How Do You Use Attend to in a Sentence?

The two terms are considered confusables in writing. For example, the writer wisely includes to in this sentence because attend alone could cause confusion:

Those that attend to the long-term energy needs of their companies will gain an edge over those that don’t. [Forbes]

When the to can be dropped without creating confusion, attend on its own carries the same meaning—for example:

Instead, time and again and in appalling weather, he went into no-man’s-land to search for and attend the wounded. [Telegraph]

How Do You Use Tend to in a Sentence?

With tend to, the to more often bears removal. For instance, to is unnecessary in these cases because one sense of tend (without to) is to take care of:

Animal Control worked with the man to reduce the number to the legal limit of three, then left him to tend to his pets. [Chicago Tribune]

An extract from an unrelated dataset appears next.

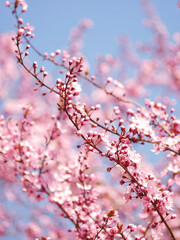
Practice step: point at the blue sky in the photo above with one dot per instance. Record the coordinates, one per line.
(54, 19)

Her maternal urge to tend to her baby trumps the physical pain she has to endure. [Herald Sun]

The above examples can also use attend to instead of tend to since they both mean to work or be a servant to. 

However, the sentences below use tend to to mean to have a tendency to.

  • I tend to forget all my tasks when I don’t write them down.
  • Nowadays, women tend to marry at a later age. 
  • Many people tend to see this issue in black and white.
  • Her friend tends to dramatize everything he sees. 
  • Children tend to experience motion sickness. 

What is Another Word for Attend to?

Here are synonyms for the term attend to:

  • Tackle.
  • Address.
  • See to.
  • Take care of.
  • Look after.
  • Deal with.
  • Cope with.
  • Manage.
  • Turn attention to.
  • Handle.
  • Apply oneself to.
  • Grapple with.
  • Contend with.
  • Get stuck into.
  • Sort out.
  • Get to grips with.
  • Get cracking on.
  • Get weaving on.
  • Focus on.
  • Address oneself to.
  • Have a go at. 

In Review

Attend to is more common than tend to when you are referring to the act of applying one’s attention to. You can use any of the two terms, although attend to is more formal. Tend to has another definition that is not synonymous with attend to, and it’s to have the tendency to.

What other phrases confuse you? How about cloth vs. clothes? Learning about easily confused words can help elevate your writing!

1 thought on “How to Use Attend to vs. Tend to Correctly”

  1. thanks, great explanation on attend to and tend to; however, on the last example I’m not sure. is it saying we can say “… to tend his pets” and ” … to tend her baby …” and it would still be ok? please explain, thanks.